Je vous l’accorde, le titre d’Amélie Nothomb est bien meilleur que le mien. Mais c’est pourtant dans ce sens que j’ai eus à l’éprouver la nuit dernière. J’avais travaillé tard et me suis couché vers 1 heure du matin. J’étais encore dans les limbes lorsque la terre a tremblé, vers 1 h 20. J’ai senti mon lit se déplacer horizontalement, comme si quelqu’un était entré dans ma chambre avec l’intention de me faire tomber du lit en le secouant D’un bond, j’étais debout, pieds nus sur le sol qui vibrait, dans un bourdonnement enveloppant tout l’espace, qui grondait. Tremblement. L’immeuble grinçait, un BRRRRRRRRR glaçant et flippant. Stupeur. J’ai couru allumer la lumière dont l’interrupteur est à l’autre bout de la chambre. Il n’y avait personne dans ma chambre, il fallait que je le vérifie. J’ai regardé par la fenêtre, oui, l’échafaudage est toujours là s’il faut sortir fissa. Et puis plus rien. En quinze secondes, le silence à nouveau.
Ne parvenant pas à trouver le sommeil, j’ai écouté de la musique, mais l’inconfort de savoir que je n’entendrai pas si une autre secousse survenait, j’ai posé les écouteurs et cherché sur le web : « tremblement de terre Ouzbékistan » et l’un des premiers liens m’amène à une application qui recense tous les séismes et éruptions volcaniques : « Volcanoes & Earthquakes » par un réseau de capteurs.
L’écran de monitoring indique bien un tremblement de terre de magnitude 5.4 au Kirghizstan, à quelque 180 km d’ici à vol d’oiseau, dans le Ugam Chatkam National Park à cheval sur la frontière des deux pays. Je vois que la secousse a pu être fortement ressentie, car elle ne vient pas d’une grande profondeur : 10 km (quand même me direz-vous, oui, mais c’est apparemment peu en la matière : les plus profonds vont jusqu’à 700 km).

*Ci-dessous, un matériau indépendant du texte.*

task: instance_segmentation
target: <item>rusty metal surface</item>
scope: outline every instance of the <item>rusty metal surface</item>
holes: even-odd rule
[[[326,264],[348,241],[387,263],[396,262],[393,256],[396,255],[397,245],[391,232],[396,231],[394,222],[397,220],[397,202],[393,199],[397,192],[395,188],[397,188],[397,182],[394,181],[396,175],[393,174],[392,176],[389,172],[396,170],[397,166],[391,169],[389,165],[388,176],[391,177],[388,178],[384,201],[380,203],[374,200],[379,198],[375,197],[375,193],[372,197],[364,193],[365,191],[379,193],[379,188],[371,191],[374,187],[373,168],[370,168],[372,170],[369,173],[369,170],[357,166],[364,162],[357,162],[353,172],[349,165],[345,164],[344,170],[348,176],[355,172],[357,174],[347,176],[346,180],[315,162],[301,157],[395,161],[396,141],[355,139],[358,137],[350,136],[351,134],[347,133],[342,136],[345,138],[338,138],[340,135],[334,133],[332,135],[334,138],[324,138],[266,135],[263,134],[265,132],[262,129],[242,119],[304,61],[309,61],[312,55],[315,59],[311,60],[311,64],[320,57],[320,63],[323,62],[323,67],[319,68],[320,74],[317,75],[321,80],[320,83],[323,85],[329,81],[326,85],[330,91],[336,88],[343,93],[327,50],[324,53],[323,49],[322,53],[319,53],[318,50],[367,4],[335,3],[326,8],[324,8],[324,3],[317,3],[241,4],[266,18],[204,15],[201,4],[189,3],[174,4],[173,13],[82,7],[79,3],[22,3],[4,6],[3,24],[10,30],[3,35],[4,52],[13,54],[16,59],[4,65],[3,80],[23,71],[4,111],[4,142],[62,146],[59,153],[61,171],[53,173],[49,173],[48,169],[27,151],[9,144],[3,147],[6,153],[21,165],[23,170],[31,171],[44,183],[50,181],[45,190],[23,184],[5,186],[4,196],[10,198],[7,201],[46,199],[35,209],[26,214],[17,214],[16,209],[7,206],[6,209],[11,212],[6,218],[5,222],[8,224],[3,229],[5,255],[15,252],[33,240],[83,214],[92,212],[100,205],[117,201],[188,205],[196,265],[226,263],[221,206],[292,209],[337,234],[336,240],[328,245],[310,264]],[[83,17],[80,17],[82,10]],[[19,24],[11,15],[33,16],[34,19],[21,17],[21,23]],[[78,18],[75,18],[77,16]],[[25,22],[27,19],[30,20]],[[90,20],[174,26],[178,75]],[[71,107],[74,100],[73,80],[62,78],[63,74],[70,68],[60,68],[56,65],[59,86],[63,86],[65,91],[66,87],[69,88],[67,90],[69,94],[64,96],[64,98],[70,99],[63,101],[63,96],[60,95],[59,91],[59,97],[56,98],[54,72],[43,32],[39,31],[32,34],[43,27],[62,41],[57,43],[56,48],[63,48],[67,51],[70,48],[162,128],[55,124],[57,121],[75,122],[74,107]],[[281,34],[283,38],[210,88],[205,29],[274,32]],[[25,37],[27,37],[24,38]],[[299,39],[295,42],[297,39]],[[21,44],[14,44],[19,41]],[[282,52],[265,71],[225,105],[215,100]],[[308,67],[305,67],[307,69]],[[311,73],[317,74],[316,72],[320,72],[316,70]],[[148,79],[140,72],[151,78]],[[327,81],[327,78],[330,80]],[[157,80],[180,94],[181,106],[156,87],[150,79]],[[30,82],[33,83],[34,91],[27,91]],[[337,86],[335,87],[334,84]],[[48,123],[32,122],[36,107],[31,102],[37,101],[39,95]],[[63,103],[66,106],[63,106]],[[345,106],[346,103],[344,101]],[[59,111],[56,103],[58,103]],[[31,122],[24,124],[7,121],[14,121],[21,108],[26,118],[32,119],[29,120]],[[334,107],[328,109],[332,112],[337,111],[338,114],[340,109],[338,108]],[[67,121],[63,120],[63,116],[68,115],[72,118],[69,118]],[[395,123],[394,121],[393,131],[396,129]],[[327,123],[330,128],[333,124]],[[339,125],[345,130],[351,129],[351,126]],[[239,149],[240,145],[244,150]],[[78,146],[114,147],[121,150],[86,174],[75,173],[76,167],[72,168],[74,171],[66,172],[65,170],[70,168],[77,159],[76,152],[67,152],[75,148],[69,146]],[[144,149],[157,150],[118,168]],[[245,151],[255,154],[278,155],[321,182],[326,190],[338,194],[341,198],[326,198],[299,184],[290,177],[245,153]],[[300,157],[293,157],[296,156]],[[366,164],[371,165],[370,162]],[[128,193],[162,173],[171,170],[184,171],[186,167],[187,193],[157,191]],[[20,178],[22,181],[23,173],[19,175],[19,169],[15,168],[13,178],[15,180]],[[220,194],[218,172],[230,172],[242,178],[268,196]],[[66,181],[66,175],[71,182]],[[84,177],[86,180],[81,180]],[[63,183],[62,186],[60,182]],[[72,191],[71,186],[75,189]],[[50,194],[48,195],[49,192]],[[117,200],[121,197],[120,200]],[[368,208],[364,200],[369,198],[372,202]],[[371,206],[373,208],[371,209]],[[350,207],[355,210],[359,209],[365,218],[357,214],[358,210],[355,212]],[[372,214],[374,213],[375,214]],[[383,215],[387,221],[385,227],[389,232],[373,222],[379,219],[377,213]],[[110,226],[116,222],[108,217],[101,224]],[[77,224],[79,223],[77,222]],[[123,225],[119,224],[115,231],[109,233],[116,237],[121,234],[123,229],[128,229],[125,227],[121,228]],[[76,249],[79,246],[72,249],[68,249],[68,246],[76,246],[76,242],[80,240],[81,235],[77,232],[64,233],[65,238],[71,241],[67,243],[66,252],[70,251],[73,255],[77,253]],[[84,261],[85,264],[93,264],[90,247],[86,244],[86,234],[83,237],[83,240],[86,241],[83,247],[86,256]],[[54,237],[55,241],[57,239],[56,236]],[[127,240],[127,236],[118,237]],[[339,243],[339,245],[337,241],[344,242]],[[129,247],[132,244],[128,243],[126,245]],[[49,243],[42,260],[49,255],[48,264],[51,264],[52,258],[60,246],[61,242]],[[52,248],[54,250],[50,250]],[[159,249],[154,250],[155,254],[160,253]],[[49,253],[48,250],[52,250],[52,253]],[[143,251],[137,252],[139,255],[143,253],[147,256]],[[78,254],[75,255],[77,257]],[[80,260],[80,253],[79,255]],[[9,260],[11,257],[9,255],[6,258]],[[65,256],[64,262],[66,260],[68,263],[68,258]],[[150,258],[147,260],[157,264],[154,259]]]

Je vois que l’application récolte les données des personnes qui ont ressenti le tremblement de terre. Il faut saisir son adresse précise, et renseigner le type de vibrations ou secousse, la durée estimée. Ensuite, on peut voir les autres témoignages. Ils décrivent sensiblement la même chose que moi, un événement d’une durée de 10 à 15 secondes, pas plus, mais intenses et bruyantes. Ensuite, il y a le contexte, la résidence ici n’a que deux étages, mais certaines des personnes habitent un immeuble de 18 étages et plus on prend de la hauteur, plus la flexion est importante. Very scary comme disent les anglophones.


J’en parle ce matin à mes collègues : « Ah non, je dormais à cette heure-là… » ou « Ah oui, c’était un petit et assez bref » ou « Ah oui, c’est vrai, mais on a l’habitude… »
Vrai qu’ici les séismes, c’est deux à trois fois dans l’année alors… Mais ce qui a continué de me préoccuper toute la journée, c’est ce sentiment d’une présence massive dans la chambre, d’une présence qui prend toute la place, tout le volume, et que, plongé dans le noir encore, je la soupçonnais de secouer mon lit. Jamais connu ça auparavant. Un autre tremblement de terre, oui, j’ai connu, au petit déjeuner dans la maison de mes parents en Haute-Savoie, je devais avoir 16 ans. La lampe suspendue du plafond au-dessus de la table s’est mise à se balancer toute seule et à tournoyer un moment, ma petite cuiller a gentiment vibré sur la table en formica striée de veines grises et blanches. Voilà, c’était fini. Mais là… Cette présence ! Stupeur et tremblements.